Anderson, named to the five-player preseason AllPatriot League team earlier this month, said he has fielded many ticket requests the past few weeks, and he expects a large New Castle contingent at Alumni Hall when Pitt comes to the academy. Navy has another WPIAL product on the roster — sophomore guard Matt Cullen, a Latrobe graduate.

Anderson was a Pitt fan growing up and dreamed of playing Division I basketball. Not there, necessaril­y, but anywhere. Navy wasn’t on his radar until they began recruiting him. Anderson went on a campus visit, and thankfully, he said, his father “had the foresight that 17-year-old Shawn Anderson, Jr., didn’t have.” Shawn Sr. encouraged his son to seriously consider Navy.

Back in New Castle, Anderson said, peoples’ eyes widened when they heard he had an offer to attend the U.S. Naval Academy. Anderson said the reactions helped him recognize the prestige of the place. After a year at the Naval Academy Preparator­y School in Newport, R.I., Anderson relocated to Annapolis and started working toward a degree in quantitati­ve economics. He will graduate next spring and intends to serve on a ship somewhere as a Surface Warfare Officer.

Still, New Castle remains close to Anderson’s heart and mind. Three of his four siblings live there, as does his father. His mother, Angelique, lives nearby, over the Ohio border.

“You can never replace home,” Anderson said. “You can’t replace those friendship­s, those memories.”

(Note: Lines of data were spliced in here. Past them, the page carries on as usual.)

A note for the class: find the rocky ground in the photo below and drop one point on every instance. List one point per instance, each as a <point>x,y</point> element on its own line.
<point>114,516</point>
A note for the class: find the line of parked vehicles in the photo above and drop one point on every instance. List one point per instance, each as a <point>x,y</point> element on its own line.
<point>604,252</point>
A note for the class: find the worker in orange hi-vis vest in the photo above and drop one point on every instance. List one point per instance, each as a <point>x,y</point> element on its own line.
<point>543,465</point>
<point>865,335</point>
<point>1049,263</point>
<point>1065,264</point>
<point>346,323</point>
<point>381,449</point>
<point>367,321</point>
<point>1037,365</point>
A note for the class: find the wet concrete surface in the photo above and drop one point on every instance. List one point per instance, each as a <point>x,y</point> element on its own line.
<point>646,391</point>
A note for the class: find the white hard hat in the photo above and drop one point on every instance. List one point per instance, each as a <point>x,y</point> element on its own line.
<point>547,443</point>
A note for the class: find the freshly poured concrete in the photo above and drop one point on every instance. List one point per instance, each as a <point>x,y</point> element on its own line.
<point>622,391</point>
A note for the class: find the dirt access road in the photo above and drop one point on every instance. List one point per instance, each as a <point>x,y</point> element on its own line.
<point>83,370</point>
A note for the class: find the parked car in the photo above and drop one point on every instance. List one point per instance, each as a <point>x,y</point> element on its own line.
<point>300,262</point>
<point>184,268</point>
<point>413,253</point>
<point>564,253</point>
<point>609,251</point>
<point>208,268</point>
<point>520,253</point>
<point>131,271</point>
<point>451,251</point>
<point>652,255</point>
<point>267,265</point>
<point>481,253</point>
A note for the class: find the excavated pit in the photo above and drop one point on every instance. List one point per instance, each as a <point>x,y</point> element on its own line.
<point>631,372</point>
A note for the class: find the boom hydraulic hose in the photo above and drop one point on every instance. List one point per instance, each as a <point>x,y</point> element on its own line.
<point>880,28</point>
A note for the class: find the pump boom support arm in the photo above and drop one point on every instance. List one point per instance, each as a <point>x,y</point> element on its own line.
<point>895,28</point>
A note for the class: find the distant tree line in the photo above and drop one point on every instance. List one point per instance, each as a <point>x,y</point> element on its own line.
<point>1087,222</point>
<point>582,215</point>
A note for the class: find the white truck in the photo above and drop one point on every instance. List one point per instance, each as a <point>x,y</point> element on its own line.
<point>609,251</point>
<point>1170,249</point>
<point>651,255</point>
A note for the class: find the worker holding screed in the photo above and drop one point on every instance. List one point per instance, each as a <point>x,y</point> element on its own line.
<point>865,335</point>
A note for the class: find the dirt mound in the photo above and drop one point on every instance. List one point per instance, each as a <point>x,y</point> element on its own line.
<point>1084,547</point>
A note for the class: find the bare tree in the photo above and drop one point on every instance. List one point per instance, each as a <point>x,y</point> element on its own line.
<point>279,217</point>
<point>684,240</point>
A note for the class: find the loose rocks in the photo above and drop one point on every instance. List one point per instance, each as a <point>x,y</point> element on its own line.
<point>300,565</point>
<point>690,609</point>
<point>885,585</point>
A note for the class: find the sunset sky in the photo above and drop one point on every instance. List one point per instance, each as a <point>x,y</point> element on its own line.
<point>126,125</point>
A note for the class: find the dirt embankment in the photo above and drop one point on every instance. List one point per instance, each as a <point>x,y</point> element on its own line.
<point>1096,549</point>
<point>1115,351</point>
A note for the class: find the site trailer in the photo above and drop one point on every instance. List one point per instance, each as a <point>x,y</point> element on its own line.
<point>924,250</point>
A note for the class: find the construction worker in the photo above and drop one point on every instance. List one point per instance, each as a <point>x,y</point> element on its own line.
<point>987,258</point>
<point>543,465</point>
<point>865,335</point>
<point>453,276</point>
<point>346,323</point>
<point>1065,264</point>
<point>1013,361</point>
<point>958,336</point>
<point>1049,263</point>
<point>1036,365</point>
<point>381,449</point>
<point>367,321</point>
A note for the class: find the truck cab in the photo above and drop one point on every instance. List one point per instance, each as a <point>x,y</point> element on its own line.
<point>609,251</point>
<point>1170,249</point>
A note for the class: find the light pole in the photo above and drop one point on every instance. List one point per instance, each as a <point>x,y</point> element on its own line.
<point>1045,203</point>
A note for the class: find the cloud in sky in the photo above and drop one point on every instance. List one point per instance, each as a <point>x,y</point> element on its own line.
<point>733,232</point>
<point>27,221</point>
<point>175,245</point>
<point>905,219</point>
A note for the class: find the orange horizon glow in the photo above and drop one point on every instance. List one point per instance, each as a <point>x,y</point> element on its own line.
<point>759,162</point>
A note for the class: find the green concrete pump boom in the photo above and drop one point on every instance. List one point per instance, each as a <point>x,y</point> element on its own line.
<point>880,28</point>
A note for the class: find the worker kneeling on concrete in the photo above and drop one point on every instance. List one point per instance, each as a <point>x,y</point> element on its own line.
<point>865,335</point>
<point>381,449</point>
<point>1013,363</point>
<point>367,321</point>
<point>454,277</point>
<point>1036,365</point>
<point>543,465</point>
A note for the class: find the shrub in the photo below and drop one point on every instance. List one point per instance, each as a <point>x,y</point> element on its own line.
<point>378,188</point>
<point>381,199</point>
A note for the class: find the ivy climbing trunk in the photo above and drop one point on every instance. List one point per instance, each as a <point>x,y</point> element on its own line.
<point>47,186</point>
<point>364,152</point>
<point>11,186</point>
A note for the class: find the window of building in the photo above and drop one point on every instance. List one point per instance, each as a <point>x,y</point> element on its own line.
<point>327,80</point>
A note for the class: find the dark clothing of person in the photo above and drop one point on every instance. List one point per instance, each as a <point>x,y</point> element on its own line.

Anderson and New Castle classmate Mike Geramita started a nonprofit organizati­on called “Forever Red Hurricanes” to benefit the local community. Anderson currently is planning their fifth annual coat drive. Another initiative is a “Transition­ing to Success” program where college students mentor middle schoolers, showing show them their options for the future. The Forever Red Hurricanes founders hope to soon start funding a few college scholarshi­ps each year.

Whenever Anderson returns home, he said, one of his first destinatio­ns is the gym at New Castle High School. He flips on the lights, scans the familiar surroundin­gs and picks up a ball.

“I go into the field house by myself and just shoot,” Anderson said. “I’ll never be able to replace that. I’ll never put on that uniform again, with the crowd there, but whether you think New Castle is a good place or a bad place, that’s home. That’s family. That’s love.”